The 2009-2010 influenza season was HDOH's third year for operating a voluntary statewide seasonal vaccination campaign within its elementary and middle schools. Each school is able to decide yearly if it wants to participate in this program. In addition to students, the free vaccine is also offered to school staff; a decision that HDOH believes has increased program buy-in. To operate the school-located clinics, HDOH recruits and trains mobile vaccination teams that consists of contract nurses, public health nurses, MRC volunteers, local nursing school students, and other volunteers. These teams can set-up, vaccinate, and break down a school-located clinic in approximately four hours with minimal disruption to the school. Consent forms signed by parents are pre-screened prior to the clinic date to save time and reduce potential errors. HDOH utilized this system to distribute both seasonal and H1N1 vaccine in 2009.

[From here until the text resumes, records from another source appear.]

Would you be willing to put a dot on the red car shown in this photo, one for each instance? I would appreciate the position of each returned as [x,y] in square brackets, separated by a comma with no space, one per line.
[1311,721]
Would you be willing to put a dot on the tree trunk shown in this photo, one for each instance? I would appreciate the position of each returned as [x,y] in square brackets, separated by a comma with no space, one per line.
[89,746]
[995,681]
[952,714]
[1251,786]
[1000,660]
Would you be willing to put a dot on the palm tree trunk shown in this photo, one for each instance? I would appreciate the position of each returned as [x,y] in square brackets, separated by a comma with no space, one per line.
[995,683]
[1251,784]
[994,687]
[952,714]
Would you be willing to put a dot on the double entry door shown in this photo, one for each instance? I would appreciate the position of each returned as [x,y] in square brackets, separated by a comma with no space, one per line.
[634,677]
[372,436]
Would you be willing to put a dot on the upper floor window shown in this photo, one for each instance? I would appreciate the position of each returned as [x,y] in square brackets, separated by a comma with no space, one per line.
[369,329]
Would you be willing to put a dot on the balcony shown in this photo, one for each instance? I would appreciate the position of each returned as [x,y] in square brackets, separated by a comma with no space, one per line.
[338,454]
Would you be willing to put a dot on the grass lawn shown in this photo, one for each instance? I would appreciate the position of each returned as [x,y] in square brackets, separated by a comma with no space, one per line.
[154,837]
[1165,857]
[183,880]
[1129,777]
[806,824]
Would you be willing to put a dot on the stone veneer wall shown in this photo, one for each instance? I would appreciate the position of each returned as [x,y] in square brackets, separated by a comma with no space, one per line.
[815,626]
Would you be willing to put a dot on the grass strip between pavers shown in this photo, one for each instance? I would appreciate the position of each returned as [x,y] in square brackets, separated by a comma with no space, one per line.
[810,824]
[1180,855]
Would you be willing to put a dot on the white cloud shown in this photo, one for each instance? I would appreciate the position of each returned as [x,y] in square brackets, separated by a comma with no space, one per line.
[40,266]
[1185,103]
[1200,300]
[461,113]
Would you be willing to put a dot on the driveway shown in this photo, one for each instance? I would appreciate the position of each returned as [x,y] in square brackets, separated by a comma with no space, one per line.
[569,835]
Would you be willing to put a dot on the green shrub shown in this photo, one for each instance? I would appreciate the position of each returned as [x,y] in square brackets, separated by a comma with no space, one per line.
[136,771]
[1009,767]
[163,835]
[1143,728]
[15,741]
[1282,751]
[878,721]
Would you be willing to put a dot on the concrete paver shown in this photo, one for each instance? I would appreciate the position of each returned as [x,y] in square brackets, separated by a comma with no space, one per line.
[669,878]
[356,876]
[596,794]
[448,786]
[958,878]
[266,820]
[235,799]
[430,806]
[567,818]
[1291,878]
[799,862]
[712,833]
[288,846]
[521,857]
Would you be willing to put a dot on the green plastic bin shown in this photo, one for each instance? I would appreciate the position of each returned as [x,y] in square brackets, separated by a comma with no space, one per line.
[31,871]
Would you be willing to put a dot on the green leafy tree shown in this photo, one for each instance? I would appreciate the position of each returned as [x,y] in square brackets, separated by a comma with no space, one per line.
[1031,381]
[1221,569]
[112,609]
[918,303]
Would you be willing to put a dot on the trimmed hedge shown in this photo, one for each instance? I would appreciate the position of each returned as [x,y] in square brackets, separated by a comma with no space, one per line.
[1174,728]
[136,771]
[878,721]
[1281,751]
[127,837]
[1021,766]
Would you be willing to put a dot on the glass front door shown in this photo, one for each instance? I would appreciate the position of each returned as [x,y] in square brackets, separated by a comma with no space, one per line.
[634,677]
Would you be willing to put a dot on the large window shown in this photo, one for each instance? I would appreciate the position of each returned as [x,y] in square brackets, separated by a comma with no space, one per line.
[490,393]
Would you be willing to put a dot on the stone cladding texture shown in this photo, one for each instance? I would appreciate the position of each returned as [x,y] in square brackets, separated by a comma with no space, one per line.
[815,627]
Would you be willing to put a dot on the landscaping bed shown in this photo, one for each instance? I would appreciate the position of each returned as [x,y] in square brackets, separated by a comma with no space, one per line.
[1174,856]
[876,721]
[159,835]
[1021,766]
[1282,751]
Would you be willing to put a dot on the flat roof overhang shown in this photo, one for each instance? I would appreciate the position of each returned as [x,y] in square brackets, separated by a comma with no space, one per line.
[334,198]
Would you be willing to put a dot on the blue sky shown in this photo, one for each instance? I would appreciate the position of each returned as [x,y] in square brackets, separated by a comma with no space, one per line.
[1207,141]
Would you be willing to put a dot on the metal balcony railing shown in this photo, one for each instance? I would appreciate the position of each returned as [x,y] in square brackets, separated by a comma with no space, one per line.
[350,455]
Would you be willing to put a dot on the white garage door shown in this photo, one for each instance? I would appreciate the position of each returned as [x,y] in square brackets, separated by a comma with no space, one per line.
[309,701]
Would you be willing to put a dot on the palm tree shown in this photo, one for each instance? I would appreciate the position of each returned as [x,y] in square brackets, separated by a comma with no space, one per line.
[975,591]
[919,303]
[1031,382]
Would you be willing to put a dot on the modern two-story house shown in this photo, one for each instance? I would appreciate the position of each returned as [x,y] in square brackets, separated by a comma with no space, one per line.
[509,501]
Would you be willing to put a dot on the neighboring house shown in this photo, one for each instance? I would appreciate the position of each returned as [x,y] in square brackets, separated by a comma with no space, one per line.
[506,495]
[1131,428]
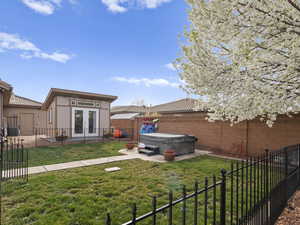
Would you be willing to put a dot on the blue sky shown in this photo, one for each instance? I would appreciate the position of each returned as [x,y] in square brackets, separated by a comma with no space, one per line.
[118,47]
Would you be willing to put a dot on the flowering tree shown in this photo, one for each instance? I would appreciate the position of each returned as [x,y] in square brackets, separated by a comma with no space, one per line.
[243,56]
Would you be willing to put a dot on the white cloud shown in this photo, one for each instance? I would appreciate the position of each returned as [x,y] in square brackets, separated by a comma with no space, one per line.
[28,49]
[147,82]
[43,7]
[114,5]
[46,7]
[170,66]
[119,6]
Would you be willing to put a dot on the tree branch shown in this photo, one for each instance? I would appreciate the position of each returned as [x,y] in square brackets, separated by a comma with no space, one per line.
[294,5]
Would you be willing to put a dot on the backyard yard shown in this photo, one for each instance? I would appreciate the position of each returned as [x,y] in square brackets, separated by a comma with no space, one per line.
[72,152]
[84,195]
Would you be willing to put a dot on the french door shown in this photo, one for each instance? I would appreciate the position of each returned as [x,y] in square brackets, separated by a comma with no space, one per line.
[85,122]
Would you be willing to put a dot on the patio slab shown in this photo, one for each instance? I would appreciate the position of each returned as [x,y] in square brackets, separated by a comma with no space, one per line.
[62,166]
[160,158]
[37,169]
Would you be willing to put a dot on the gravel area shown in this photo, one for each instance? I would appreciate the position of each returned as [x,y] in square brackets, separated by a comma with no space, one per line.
[291,214]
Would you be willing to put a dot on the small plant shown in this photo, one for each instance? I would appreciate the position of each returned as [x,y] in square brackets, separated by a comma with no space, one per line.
[130,145]
[169,155]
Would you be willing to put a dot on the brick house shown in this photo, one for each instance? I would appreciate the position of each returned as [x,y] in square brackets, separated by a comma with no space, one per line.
[80,113]
[245,138]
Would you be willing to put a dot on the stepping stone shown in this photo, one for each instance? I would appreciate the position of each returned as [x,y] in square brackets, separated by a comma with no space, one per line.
[112,169]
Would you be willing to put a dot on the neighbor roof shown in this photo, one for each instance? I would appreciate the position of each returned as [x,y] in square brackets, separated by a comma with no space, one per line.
[7,90]
[182,105]
[5,86]
[16,100]
[123,116]
[128,109]
[76,94]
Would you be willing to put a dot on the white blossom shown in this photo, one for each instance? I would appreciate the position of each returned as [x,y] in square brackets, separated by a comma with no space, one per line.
[243,56]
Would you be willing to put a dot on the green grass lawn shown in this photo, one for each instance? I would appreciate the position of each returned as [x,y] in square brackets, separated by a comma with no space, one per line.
[67,153]
[84,195]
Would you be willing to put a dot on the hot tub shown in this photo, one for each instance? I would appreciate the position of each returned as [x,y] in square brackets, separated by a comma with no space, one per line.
[181,144]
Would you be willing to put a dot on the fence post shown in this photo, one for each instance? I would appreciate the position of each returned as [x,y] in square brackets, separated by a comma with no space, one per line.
[298,147]
[267,188]
[286,173]
[108,219]
[223,198]
[36,133]
[1,177]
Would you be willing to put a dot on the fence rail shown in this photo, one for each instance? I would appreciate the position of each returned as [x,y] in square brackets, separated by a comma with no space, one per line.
[13,160]
[253,192]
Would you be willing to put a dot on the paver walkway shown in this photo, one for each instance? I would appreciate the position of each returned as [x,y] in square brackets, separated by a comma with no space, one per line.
[76,164]
[128,154]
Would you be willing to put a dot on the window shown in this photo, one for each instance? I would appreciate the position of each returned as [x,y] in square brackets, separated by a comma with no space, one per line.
[50,115]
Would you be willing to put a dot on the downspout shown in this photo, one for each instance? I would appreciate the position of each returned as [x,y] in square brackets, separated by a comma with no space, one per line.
[247,137]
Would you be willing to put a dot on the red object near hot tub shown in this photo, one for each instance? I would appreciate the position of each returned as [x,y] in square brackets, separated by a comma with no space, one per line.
[117,133]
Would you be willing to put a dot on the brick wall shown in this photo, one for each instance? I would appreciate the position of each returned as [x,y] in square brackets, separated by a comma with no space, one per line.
[250,137]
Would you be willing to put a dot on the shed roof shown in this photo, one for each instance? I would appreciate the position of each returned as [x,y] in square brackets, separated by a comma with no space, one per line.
[76,94]
[182,105]
[124,116]
[128,109]
[19,101]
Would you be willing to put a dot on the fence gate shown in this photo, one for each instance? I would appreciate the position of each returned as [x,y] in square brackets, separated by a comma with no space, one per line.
[13,161]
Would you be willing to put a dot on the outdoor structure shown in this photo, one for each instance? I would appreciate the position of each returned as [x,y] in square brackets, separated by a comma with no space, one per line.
[181,144]
[77,113]
[245,138]
[87,114]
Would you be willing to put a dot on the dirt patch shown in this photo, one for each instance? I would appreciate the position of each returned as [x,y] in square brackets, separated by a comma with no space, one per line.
[291,214]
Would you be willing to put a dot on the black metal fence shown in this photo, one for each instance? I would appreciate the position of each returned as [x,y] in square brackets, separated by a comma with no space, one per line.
[49,136]
[13,160]
[253,192]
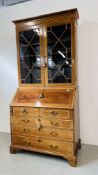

This initiative costs approximately $1.8 million each year; $1.2 million for the vaccine and $600,000 for operational cost - excluding HDOH staff time. During the first two years of operation, 42-43% of Hawaii's 5-13 year-olds who attended school received a seasonal flu vaccine. This rate increased in 2009 to 50% of the state's 5-13 year-olds receiving the seasonal vaccine. A total of 342 schools, 91% of the public and private schools in the state, participated in the 2009 seasonal vaccination program. Of those schools, 327 also participated in the H1N1 vaccination program. Data are still being compiled, but preliminarily, up to 40% of children ages 5-13 years received H1N1 vaccination. Hawaii didn't experience a second wave of H1N1, which HDOH feels may be in part because of this program.

HDOH credits its H1N1 vaccination success to having a school-located vaccination program previously in place. Parents and school staff were already familiar with this process and a community expectation had formed over its three years of operation. During this time, HDOH's mobile vaccination teams also reported a change in the children. Receiving the vaccine seemed to lead to a sense of proud accomplishment, creating a peer pressure of sorts and resulting in children asking their parents if they too could be vaccinated.

In preparation for next year's vaccination program, HDOH is working with schools to encourage better illness reporting practices and is piloting an online vaccine consent form. HDOH also plans to explore options such as funding agreements with the major insurance carriers in the region to reduce the program's operating expenses. In the future, the department will seek to develop a better system for capturing and analyzing vaccination data by utilizing the state's nascent immunization registry to determine who is being vaccinated and who is not. Also, if funding allows, the state would eventually like to expand the program to include high school students.